Guided tours of Sun Studio walk visitors through its hit parade with music clips and engaging anecdotes.You’ll stand in the footsteps not only of the label’s early stars, but also more recent visitors like rock giants U2.
National Civil Rights Museum
The story of the blues can’t be told without looking at black history, from musical traditions brought here by enslaved Africans, to the music shared by black laborers eking out a living on Delta cotton plantations in the early 20th century.

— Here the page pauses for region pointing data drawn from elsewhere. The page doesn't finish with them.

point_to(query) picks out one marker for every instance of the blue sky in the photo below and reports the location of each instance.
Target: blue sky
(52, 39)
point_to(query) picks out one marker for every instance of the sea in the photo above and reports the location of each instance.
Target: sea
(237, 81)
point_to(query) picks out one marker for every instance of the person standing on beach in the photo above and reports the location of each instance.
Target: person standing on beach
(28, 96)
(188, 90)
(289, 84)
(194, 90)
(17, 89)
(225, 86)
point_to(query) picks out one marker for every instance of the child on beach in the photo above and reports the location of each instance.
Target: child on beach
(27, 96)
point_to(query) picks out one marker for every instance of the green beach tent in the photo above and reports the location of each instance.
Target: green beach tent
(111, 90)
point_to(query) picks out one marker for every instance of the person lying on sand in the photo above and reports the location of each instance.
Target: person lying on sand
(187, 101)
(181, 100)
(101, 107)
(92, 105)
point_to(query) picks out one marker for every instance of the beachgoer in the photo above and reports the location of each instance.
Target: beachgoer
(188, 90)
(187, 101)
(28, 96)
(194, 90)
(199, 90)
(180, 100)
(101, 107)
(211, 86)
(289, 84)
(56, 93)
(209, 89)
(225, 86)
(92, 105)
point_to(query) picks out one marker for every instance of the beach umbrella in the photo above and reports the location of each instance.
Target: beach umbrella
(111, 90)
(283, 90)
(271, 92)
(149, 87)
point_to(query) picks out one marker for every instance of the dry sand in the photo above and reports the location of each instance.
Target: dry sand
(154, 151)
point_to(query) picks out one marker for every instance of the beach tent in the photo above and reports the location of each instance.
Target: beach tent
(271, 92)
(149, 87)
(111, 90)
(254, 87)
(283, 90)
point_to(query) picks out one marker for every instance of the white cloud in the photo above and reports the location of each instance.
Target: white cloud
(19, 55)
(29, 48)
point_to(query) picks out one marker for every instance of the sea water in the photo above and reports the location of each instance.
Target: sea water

One place to put that history in context is the National Civil Rights Museum, in the ex-Lorraine Motel where the Rev. Martin Luther King Jr. was assassinated. The museum has extensive exhibits on slavery, segregation and the protests that powered the civil rights movement. Allow several hours to take in the displays, which include video footage of marches, riots and news reports from the era, along with engaging interactive exhibits that offer interviews with ordinary people reflecting on their personal experiences.
King was in Memphis to support striking garbage workers when he was shot while standing on a hotel balcony. It’s a stunning, heart-stopping vantage point that brings you face to face with that watershed moment.
No trip to Memphis is complete without visiting Graceland, the mansion Elvis Presley bought in 1957 and lived in until his death 20 years later. The house — which feels remarkably small by 21st century standards — is a time capsule, complete with green shag rugs and carved animals in the famous Jungle Room. Guests are shuttled through by the hundreds in a remarkably efficient fashion, with each visitor issued an iPad and headphones so you can get information about what you’re seeing at your own pace. The King is buried in the onsite Meditation Garden, along with his parents and grandmother. There’s also a memorial gravestone for his stillborn twin brother.
But visiting the house is only half the fun. A $45 million complex opened at Graceland in March, adding displays that look at his career from his start at Sun Records, to his work in Hollywood, to his Vegas jumpsuit era. One area showcases his cars, another looks at his influence on other entertainers.